Perchè la ROVINA, architettura spogliata di funzione e senso ci appare più stimolante e comunicativa dell’edificio da cui deriva? Si avverte in essa la tensione verso l’unita e la competezza perdute. I frammenti stabiliscono tra loro un nuovo rapporto, una relazione debole e “non necessaria” (vedi→ELENCO), quindi aperta e dialettica. Essi si prestano a nuove associazioni, spesso incongrue,come in alcune vedute di Piranesi e perciò nuove e stimolanti (vedi→SPOSTAMENTI E ROVESCIAMENTI SEMANTICI).
Si percepisce così, più chiara che in un nuovo edificio costruito, una doppia immagine: la dualità materia – forma si rivela in un rapporto che qui, in assenza/cancellazione della funzione architettonica risulta depurato come avviene in quelle che consideriamo “sculture”. Inoltre questa doppia immagine rimanda prepotentemente ad una rappresentazione metaforica del tempo. A maggior ragione questo avviene quando interviene una terza immagine, quella del suo riutilizzo attuale.(vedi→TEMPO)

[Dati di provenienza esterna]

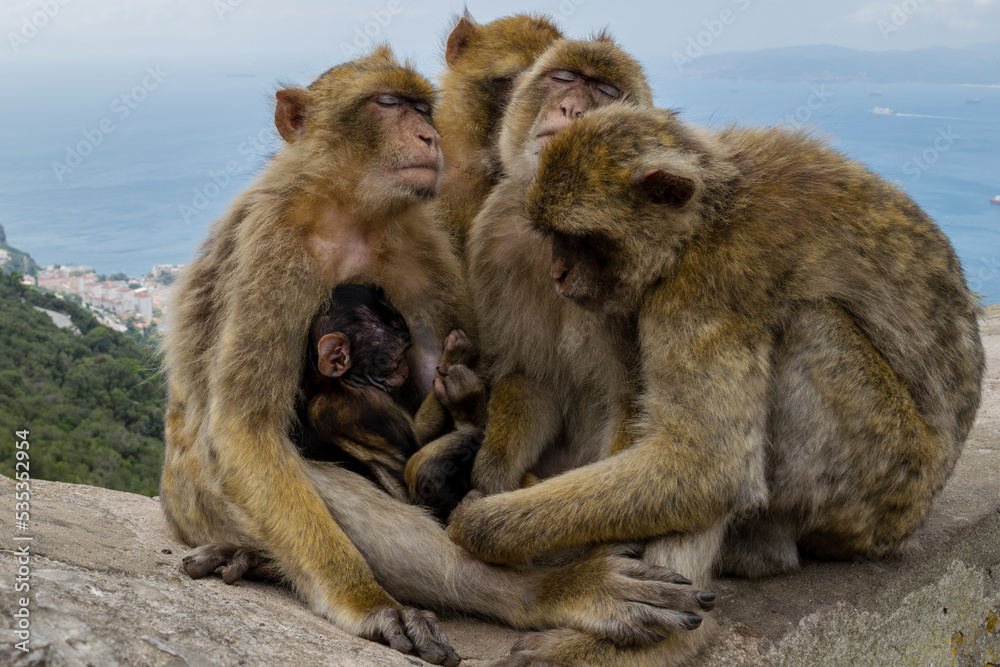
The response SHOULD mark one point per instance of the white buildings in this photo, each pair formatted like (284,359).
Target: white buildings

Dall’organismo antico spogliato di funzioni e ornamenti emerge l’immagine dello SCHELETRO, che non è solo l’immagine della sua struttura statica,(tantomeno nella sua accezione modernista, come struttura seriale), come spesso viene letta, ma la ragione stessa della forma nella sua espressione più chiara e sintetica. Simmel leggeva questa chiarezza come risultato del conflitto tra “forza ascendente dello Spirito contro forza discendente della Natura”. Naturalmente traduciamo “Spirito” con “ragione logica” o più propriamente con “legge aggregativa”.
L’architettura contemporanea si è appropriata dell’immagine della ROVINA, riproponendo intenzionalmento quanto incontriamo in forma “naturale” nelle nostre città
Kahn ha saputo trarre dalla sua esperienza romana le due caratteristiche più innovative del suo linguaggio più maturo: le sue architetture come i ruderi romani costruiscono una “seconda natura”, una natura artificiale (per esempio a Ahmedabad,1974. Inoltre l’essenzialità della forma nella sua definizione di spoglia geometria elementare, come nella Unitarian Church, Rochester,1959-64, rivela cio che lui chiamava “ciò che l’architettura vuole essere”, in opposizione polemica al funzionalismo di una architettura che mostra ciò a cui serve.
Nei miei primi progetti, fortemente influenzati dalla poetica kahniana, si ritrova l’intenzione di “costruire rovine”. La villa al mare,Palinuro,1968 di geometria complessa ma di forme come scarnificate e private di funzione registra questa intenzione: è concepita come un frammento di un più complesso edificio a pianta ottagona di cui una buona parte è crollata o non è stata scavata. Anche l’insieme delle diciotto case di cooperativa, Marino, 1966 fa capo ad una doppia immagine: di uno spazio chiuso e murato: in quella reale il muro è segmentato in frammenti, in quella virtuale da cui essa deriva essa fa riferimento alla base di una grande cupola che riassume l’unità dell’insieme.